Tuesday, April 30, 2013

Bar tabs everywhere

Bar tabs come up frequently in The Sun Also Rises, only natural when you consider how much alcohol Jake and his friends drink. It seems every time a drink is consumed, there is a small kerfuffle over who will pay for it. Interestingly, the group takes their drinking as seriously as they do paying for the drinks - which is to say, not seriously at all.  I think their attitude has its roots in the war; their shifting of financial responsibility and obligation from member to member, always passing the buck while uncertain where it stops, echoes the soldier's nebulous web of obligation and non-obligation. Following the bloodbath and destruction of the war, no one seems to know who is finally responsible for any action, and their continual engagement in the transient pleasure of alcohol with disinterest to the financial, physical, and moral consequences reflect that. Jake's bar tabs are the anachronistic reminder that once upon a time, actions that taken had to be answered to and carried weight. But during the war, the horrific injuries the group members suffer and the bloody images they see trace back to no one, and they return to peacetime thinking that they have now earned the right to live similarly. The bar tabs’ continual presence in the story tells the reader that Jake remembers a long time ago he, too, cared about such consequences.

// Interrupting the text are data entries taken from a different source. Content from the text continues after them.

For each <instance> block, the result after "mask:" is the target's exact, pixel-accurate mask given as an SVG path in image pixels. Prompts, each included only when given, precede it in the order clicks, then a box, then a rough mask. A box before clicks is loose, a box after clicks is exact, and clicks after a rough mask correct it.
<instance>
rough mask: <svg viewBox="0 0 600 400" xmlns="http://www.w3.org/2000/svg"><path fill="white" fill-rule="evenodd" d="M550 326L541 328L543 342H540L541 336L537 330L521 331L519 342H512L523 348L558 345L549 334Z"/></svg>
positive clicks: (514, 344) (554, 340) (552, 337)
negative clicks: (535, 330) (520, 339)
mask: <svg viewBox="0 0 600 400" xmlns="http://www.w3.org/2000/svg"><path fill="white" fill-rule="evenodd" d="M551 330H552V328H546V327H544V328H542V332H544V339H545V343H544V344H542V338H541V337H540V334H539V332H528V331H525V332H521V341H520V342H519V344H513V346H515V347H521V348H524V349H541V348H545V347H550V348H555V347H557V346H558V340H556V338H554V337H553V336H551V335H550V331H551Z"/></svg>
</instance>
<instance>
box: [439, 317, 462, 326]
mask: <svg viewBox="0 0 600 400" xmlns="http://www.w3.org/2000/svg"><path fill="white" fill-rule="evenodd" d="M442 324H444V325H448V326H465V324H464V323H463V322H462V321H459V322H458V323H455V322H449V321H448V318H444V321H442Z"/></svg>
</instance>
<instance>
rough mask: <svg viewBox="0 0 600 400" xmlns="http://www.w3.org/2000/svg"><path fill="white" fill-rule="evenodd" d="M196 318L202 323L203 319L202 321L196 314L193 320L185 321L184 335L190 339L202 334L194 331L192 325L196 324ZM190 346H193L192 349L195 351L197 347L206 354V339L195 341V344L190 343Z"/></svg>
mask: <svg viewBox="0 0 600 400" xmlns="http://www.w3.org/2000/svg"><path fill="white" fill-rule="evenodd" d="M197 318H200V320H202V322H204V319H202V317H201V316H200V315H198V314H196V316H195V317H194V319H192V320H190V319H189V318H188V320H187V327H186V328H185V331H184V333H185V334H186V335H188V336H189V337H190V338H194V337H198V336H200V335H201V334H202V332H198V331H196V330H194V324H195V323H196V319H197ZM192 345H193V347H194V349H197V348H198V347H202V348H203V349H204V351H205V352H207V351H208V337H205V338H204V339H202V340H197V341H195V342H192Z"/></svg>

Similarly, the group lives their life as one big fiesta, magically avoiding the imminent hangovers that their Bacchanalian adventure would realistically entail. Jake’s storytelling often hints at his fatigue and exhaustion, but chooses not to attribute this to the copious amounts of alcohol he consumes. Instead, he sees weariness (and alcohol) as a fundamental characteristic of post-war life. This lets Jake off the hook for his behavior, detaching drinking’s consequences from the act of drinking itself, and leads him and the group to believe they can outrun anything. Just as Mike always believes he will find money as he sits mired in bankruptcy, the group continues to drink, believing that they will escape their hangovers with another drink. But for the Lost Generation, the trick might just work.